Resolving competing evolutionary histories in joint ancestral state reconstruction

Published Mar 26, 2026 on Dryad. https://doi.org/10.5061/dryad.g1jwstr55

Data files

Mar 26, 2026 version files 413.62 MB

joint-unc.zip

413.60 MB
README.md

23.58 KB

Abstract

This repository contains simulation data, empirical data, and analysis code for a study evaluating joint uncertainty in discrete character ancestral state reconstruction (ASR). We compare joint and marginal reconstruction approaches across a range of simulated conditions and apply these methods to an empirical dataset of carbapenem-resistant Klebsiella pneumoniae (CRKP) isolates from a Long-Term Acute Care Hospital (LTACH).

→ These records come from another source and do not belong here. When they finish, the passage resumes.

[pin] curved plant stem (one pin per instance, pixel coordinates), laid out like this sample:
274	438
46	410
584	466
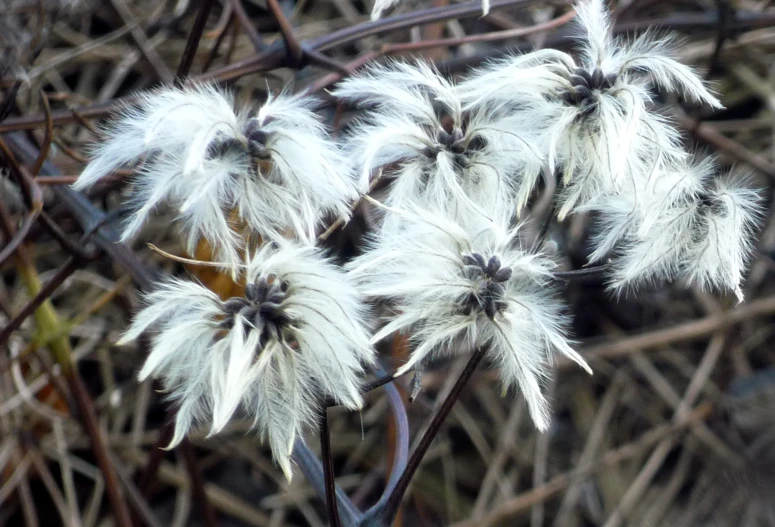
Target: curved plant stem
328	471
387	514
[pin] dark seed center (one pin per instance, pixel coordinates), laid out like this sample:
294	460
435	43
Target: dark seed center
261	309
586	87
491	278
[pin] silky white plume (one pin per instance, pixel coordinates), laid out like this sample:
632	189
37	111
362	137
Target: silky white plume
450	289
433	152
275	171
689	224
296	338
594	113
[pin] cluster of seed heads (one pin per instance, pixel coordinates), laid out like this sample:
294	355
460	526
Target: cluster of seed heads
261	309
585	86
490	280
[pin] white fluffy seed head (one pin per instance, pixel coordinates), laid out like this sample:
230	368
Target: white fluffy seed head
594	114
687	223
296	338
449	288
433	152
277	171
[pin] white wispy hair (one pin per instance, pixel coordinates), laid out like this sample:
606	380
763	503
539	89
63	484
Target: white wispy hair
277	169
381	6
450	288
594	113
297	337
695	225
435	153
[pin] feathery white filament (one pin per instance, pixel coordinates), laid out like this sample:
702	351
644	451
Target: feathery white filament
594	114
444	299
461	163
279	170
296	338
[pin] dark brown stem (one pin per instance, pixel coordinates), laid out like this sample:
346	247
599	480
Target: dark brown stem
394	501
247	26
89	420
292	44
197	484
187	60
328	471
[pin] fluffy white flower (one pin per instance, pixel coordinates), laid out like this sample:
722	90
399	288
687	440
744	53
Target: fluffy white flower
593	113
296	338
694	225
277	170
434	153
450	289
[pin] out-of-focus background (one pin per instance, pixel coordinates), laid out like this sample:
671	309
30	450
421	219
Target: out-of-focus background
675	428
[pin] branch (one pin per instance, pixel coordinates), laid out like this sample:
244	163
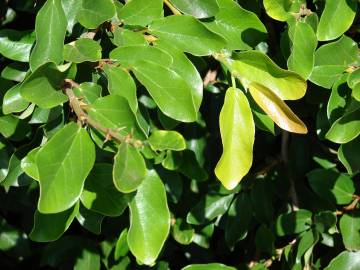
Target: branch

All files below are in joint-unc.zip which includes all of the code for simulating and comparing our new joint uncertainty methods.

General Information

Corresponding author information

Name: James Boyko
ORCID: 0000-0003-0952-169X
Affiliation: University of Michigan

Related publication

[PLACEHOLDER: Full citation once published]

Notes on file naming conventions

Simulation condition files follow the pattern:

[method]_n[ntaxa]_k[nstates]_q[rate]_[model]

where:

[method] is the reconstruction approach used to compute confidence intervals:
- simmap — stochastic mapping
- pupko — Pupko joint reconstruction
- marginal — marginal reconstruction
[ntaxa] is the number of taxa in the simulated tree (always 101 in this study)
[nstates] (k) is the number of discrete character states (2 or 3)
[rate] (q) is the per-branch transition rate used to simulate data (0.25, 0.5, or 1)
[model] is the substitution model:
- er — equal rates (all transition rates constrained to be equal)
- ard — all rates different (each transition rate estimated separately)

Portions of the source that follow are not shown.